CodeSonar Release 7.2p0 Release Notes

JavaScript is not currently enabled, but is required for full CodeSonar manual search and browse functionality.

If you are viewing this file in your hub's Web GUI, enable JavaScript in your browser: you will also need it for GUI functionality.

If you opened this file directly from disk, your browser may be directly suppressing JavaScript functionality: certain browsers perform this suppression on local files (but not files delivered by web servers) for security reasons.

If you access the manual through the hub's Web GUI, the functionality will not be suppressed because the hub is a web server.
Alternatively, your browser may allow you to explicitly disable the security setting that suppresses functionality. See the CodeSonar FAQ for more information.

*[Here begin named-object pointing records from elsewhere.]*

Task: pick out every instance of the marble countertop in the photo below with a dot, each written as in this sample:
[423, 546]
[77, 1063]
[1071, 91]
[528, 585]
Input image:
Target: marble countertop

CodeSonar^® 9.0p0 Hot Tips

CONFIDENTIAL

CodeSecure Inc

Release Notes

CodeSonar Release 7.2, patchlevel 0: Release Notes

Notes on Upgrading
What's New
Customer Tickets Fixed

Notes on Upgrading

Upgrading a CodeSonar hub to 7.2p0 will take longer than usual.

Schedule your hub upgrade for a time when hub downtime will not cause disruptions.
Deleting old analysis logs (or entire analyses) will help reduce the upgrade time.

If you are upgrading a hub that is configured with an SSO SAML authentication plug-in, see the note below.

If you have made changes to any of your CodeSonar configuration files, you will need to upgrade those files as part of the upgrade process.

See Upgrading Configuration Files for instructions.
For some configuration files, the procedure includes steps that must be carried out before CodeSonar is upgraded.
If you are upgrading a CodeSonar installation that will be used by someone else:
- Determine the most appropriate person to upgrade the general template and compiler template configuration files.
  This will depend on local factors such as who usually makes changes to these files.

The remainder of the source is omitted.